O Congresso, aliado de Bukele, aprovou em julho de 2024 uma reforma constitucional que aboliu limites, antecipou eleições e estendeu mandatos de cinco para seis anos, abrindo espaço para uma possível indicação presidencial consecutiva.
A próxima eleição presidencial está prevista para 2027, decidindo quem governará o país até 2033. Especialistas jurídicos têm contestações sobre a compatibilidade da medida com a Constituição nacional.
Contexto Legal e Eleições
Analistas apontam que a mudança permitiu discutir uma eventual candidatura de Bukele a um terceiro mandato, mesmo diante de restringir reeleições consecutivas em parte da norma constitucional.

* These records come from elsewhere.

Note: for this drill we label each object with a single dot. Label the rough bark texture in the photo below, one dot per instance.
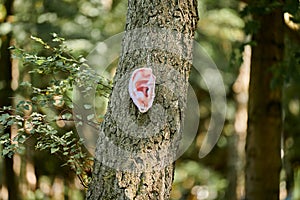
(265, 116)
(6, 99)
(158, 35)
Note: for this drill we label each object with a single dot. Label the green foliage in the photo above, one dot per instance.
(32, 117)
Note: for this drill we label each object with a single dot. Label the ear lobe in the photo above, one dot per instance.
(141, 88)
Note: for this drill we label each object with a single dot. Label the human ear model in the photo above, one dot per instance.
(141, 88)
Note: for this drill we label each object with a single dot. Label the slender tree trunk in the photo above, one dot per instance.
(263, 162)
(6, 94)
(135, 164)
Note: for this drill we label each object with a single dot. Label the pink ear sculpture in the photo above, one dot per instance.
(141, 88)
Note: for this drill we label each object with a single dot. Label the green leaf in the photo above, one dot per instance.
(90, 117)
(87, 106)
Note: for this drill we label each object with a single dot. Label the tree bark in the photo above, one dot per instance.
(135, 151)
(263, 162)
(6, 94)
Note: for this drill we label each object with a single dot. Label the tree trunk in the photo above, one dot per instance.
(135, 151)
(6, 94)
(263, 162)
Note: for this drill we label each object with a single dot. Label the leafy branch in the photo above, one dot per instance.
(34, 117)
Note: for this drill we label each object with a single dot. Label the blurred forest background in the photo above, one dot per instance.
(48, 167)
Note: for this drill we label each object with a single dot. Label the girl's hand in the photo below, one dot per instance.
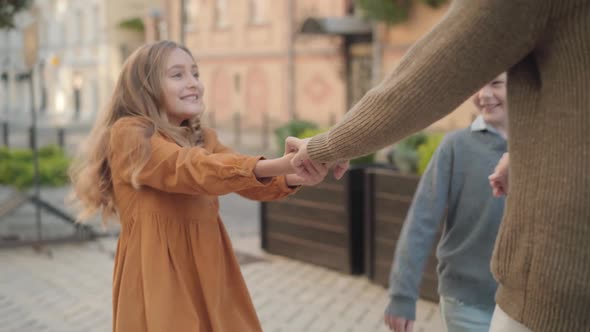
(315, 175)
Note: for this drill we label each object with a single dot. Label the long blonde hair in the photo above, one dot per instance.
(138, 93)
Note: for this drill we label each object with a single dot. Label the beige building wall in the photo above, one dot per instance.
(245, 50)
(250, 60)
(80, 45)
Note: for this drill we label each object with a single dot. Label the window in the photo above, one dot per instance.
(221, 14)
(258, 11)
(190, 12)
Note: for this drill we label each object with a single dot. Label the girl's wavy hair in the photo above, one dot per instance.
(138, 93)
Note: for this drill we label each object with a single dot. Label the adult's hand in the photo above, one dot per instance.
(303, 165)
(499, 179)
(399, 324)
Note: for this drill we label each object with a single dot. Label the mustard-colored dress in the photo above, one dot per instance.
(175, 268)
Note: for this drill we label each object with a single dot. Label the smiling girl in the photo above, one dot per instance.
(149, 162)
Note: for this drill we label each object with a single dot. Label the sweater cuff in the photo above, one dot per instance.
(284, 187)
(318, 149)
(401, 306)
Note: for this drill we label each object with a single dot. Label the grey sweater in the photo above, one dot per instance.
(542, 259)
(455, 182)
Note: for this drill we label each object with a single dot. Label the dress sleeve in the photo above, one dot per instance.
(175, 169)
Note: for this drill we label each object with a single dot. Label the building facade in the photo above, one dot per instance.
(81, 48)
(256, 61)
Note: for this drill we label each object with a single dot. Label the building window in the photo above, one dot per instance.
(191, 13)
(80, 25)
(221, 14)
(94, 23)
(258, 10)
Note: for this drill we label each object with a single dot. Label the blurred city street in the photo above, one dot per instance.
(67, 287)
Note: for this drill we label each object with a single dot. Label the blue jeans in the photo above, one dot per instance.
(459, 317)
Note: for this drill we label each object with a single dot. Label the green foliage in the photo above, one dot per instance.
(391, 11)
(17, 170)
(9, 8)
(134, 24)
(412, 154)
(426, 150)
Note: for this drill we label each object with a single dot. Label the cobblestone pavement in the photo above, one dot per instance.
(65, 288)
(68, 288)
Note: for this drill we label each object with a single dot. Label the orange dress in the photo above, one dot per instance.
(175, 268)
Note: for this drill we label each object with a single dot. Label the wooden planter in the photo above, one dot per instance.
(322, 225)
(388, 202)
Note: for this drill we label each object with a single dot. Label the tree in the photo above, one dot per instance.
(391, 11)
(9, 8)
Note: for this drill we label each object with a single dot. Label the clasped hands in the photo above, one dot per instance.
(311, 172)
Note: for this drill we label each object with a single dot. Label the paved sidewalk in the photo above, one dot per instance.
(67, 288)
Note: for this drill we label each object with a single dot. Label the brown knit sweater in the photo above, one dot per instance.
(542, 258)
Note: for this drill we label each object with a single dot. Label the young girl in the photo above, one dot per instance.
(149, 162)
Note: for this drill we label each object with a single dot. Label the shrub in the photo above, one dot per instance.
(17, 169)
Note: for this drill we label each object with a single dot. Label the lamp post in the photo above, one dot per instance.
(77, 82)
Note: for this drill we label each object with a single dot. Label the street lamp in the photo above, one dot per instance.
(77, 82)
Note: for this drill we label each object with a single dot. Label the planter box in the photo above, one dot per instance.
(389, 199)
(322, 225)
(351, 225)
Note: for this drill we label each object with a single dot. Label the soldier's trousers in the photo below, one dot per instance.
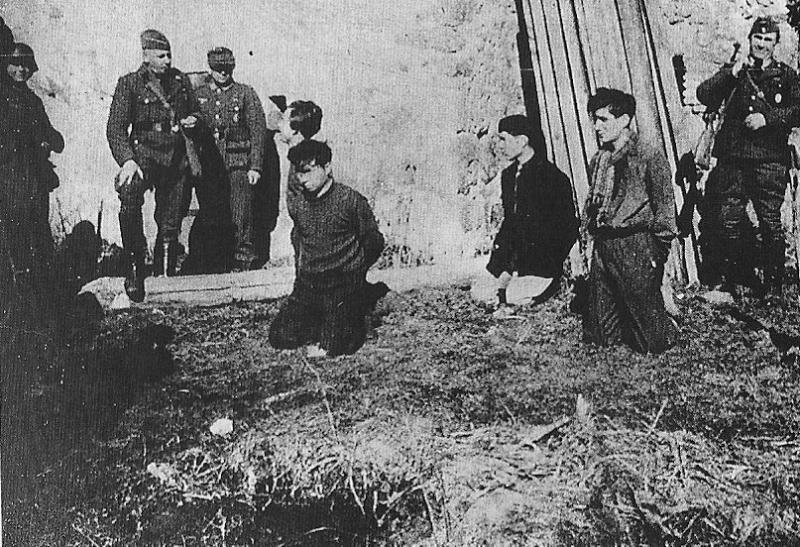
(729, 188)
(625, 302)
(242, 215)
(168, 183)
(333, 317)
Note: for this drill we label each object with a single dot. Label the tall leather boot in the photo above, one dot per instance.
(133, 243)
(774, 269)
(134, 280)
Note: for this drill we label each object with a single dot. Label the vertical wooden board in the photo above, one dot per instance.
(541, 89)
(585, 135)
(608, 61)
(558, 144)
(563, 89)
(635, 45)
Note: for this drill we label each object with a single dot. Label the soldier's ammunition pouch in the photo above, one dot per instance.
(237, 148)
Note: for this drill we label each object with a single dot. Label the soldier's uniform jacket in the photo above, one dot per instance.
(25, 126)
(773, 92)
(140, 127)
(237, 122)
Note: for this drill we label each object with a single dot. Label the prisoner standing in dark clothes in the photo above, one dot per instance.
(539, 225)
(630, 214)
(337, 240)
(26, 139)
(150, 110)
(235, 117)
(763, 97)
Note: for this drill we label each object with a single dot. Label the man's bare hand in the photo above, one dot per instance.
(189, 122)
(738, 66)
(129, 170)
(755, 121)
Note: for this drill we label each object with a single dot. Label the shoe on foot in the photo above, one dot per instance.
(315, 352)
(503, 311)
(134, 283)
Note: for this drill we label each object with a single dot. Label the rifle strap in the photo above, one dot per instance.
(156, 88)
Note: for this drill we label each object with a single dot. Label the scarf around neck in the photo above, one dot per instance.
(601, 188)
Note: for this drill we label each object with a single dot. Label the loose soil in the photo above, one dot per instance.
(449, 427)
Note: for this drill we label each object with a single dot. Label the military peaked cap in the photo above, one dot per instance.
(765, 25)
(153, 39)
(23, 55)
(221, 57)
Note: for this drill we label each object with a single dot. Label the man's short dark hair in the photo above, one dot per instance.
(618, 102)
(305, 117)
(516, 125)
(308, 152)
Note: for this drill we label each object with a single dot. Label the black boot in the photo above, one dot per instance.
(501, 297)
(134, 281)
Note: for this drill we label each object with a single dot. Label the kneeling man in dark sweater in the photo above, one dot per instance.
(336, 240)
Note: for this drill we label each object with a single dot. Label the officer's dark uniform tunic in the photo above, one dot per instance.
(236, 120)
(141, 128)
(752, 165)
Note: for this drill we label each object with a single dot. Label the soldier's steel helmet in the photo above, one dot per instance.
(23, 56)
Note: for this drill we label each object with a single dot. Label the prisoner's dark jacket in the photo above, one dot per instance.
(642, 198)
(539, 225)
(773, 92)
(140, 126)
(336, 235)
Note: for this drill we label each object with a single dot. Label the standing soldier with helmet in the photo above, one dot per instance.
(763, 103)
(26, 139)
(150, 110)
(234, 114)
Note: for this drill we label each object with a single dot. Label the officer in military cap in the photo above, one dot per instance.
(763, 98)
(152, 110)
(235, 116)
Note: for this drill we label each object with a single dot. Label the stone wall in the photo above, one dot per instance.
(411, 92)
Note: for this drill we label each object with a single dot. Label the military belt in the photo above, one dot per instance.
(159, 127)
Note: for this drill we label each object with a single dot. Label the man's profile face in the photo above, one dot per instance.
(288, 135)
(762, 45)
(609, 127)
(222, 75)
(159, 60)
(512, 145)
(312, 177)
(18, 72)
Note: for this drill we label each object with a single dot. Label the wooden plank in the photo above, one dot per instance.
(608, 61)
(541, 90)
(269, 284)
(668, 101)
(580, 92)
(555, 145)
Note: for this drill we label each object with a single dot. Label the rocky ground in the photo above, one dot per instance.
(448, 428)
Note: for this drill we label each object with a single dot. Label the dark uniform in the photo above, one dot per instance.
(26, 138)
(752, 165)
(235, 117)
(142, 128)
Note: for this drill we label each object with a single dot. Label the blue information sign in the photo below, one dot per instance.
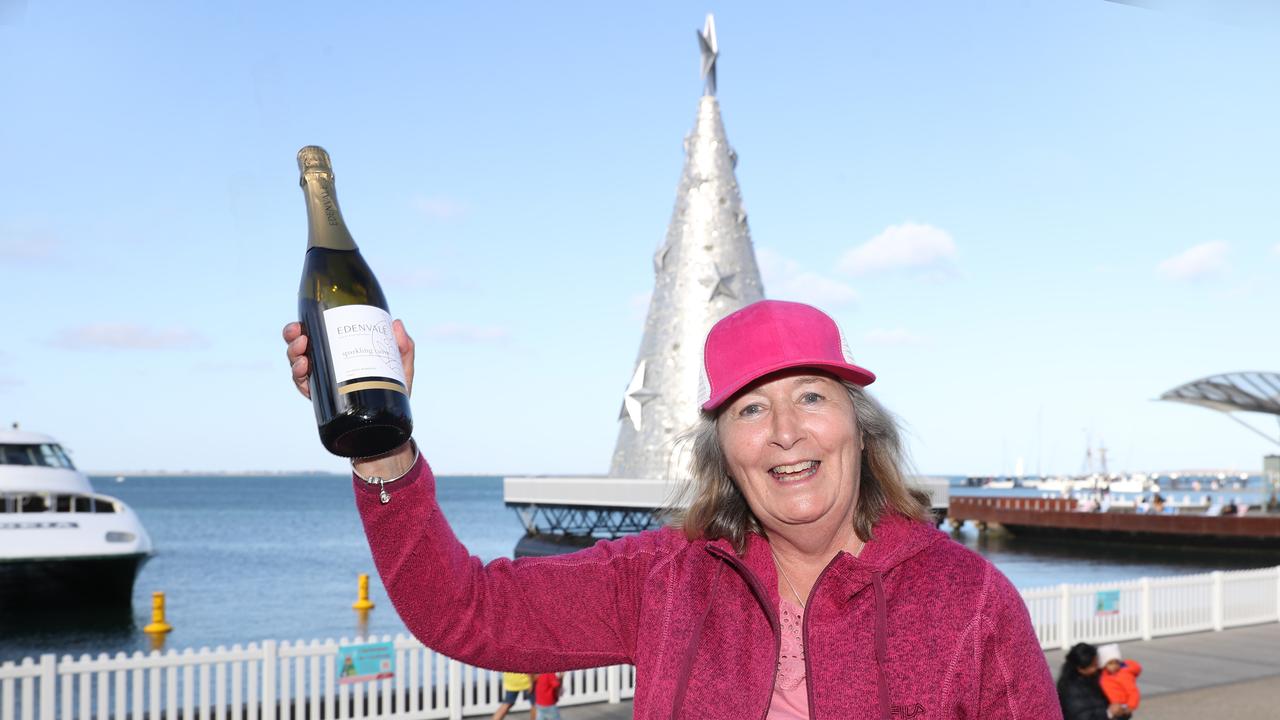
(365, 662)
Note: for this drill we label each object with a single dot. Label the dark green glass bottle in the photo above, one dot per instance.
(357, 381)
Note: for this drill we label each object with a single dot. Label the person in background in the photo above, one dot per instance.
(801, 520)
(1119, 679)
(1078, 688)
(547, 688)
(515, 687)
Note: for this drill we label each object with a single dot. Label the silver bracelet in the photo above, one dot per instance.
(383, 496)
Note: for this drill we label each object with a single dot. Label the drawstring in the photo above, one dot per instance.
(686, 662)
(881, 643)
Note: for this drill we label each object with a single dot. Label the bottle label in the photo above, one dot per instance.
(364, 350)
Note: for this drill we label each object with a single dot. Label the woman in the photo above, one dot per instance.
(801, 582)
(1078, 688)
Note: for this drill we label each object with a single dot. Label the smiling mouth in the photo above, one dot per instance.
(798, 472)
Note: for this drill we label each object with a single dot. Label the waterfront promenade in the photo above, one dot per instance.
(1228, 675)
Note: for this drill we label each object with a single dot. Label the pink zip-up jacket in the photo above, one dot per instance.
(915, 628)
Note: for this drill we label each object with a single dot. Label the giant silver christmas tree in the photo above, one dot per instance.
(704, 270)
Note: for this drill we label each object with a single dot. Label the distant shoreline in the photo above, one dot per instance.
(246, 474)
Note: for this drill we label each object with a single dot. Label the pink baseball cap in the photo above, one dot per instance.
(769, 336)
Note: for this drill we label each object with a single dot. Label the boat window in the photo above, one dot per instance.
(45, 455)
(33, 504)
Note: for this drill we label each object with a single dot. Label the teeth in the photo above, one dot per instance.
(796, 468)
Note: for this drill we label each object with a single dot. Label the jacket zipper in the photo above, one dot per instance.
(804, 636)
(772, 614)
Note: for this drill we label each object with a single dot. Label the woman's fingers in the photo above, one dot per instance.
(296, 352)
(406, 346)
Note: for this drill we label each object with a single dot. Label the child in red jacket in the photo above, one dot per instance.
(547, 689)
(1119, 679)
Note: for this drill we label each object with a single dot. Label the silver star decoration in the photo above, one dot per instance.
(720, 285)
(711, 50)
(636, 397)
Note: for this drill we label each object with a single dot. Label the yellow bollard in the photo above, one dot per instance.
(362, 602)
(158, 624)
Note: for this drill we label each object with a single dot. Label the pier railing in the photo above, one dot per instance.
(280, 680)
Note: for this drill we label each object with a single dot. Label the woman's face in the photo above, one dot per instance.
(792, 447)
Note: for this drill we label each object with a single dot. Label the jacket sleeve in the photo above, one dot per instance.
(529, 615)
(1132, 696)
(1015, 680)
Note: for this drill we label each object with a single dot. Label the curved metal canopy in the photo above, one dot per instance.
(1232, 392)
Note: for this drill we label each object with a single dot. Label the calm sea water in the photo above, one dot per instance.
(243, 559)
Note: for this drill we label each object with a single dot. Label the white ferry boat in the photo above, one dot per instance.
(60, 542)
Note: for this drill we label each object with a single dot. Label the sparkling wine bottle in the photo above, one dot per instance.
(357, 381)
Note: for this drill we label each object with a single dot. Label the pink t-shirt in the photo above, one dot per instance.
(790, 692)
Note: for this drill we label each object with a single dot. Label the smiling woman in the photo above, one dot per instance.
(803, 582)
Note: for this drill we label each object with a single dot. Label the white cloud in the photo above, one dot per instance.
(122, 336)
(785, 279)
(896, 337)
(469, 333)
(1203, 260)
(909, 246)
(439, 206)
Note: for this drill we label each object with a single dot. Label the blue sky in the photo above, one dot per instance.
(1032, 218)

Críticos dizem que a flexibilização fere princípios do ordenamento jurídico e pode abrir precedente para mudanças rápidas na legislação para manter o poder.
Defensores da reforma argumentam que as alterações atualizaram o calendário eleitoral e alinharam o mandato com as novas regras, sem violar compromissos com a comunidade internacional.
Reações e Desdobramentos
Especialistas internacionais acompanham o debate com cautela, destacando a importância de mecanismos de freio constitucional e respeito aos direitos civis.
Organizações da sociedade civil reiteram a necessidade de garantias democráticas, eleições justas e transparência nas decisões políticas que afetam a continuidade ou ruptura do governo.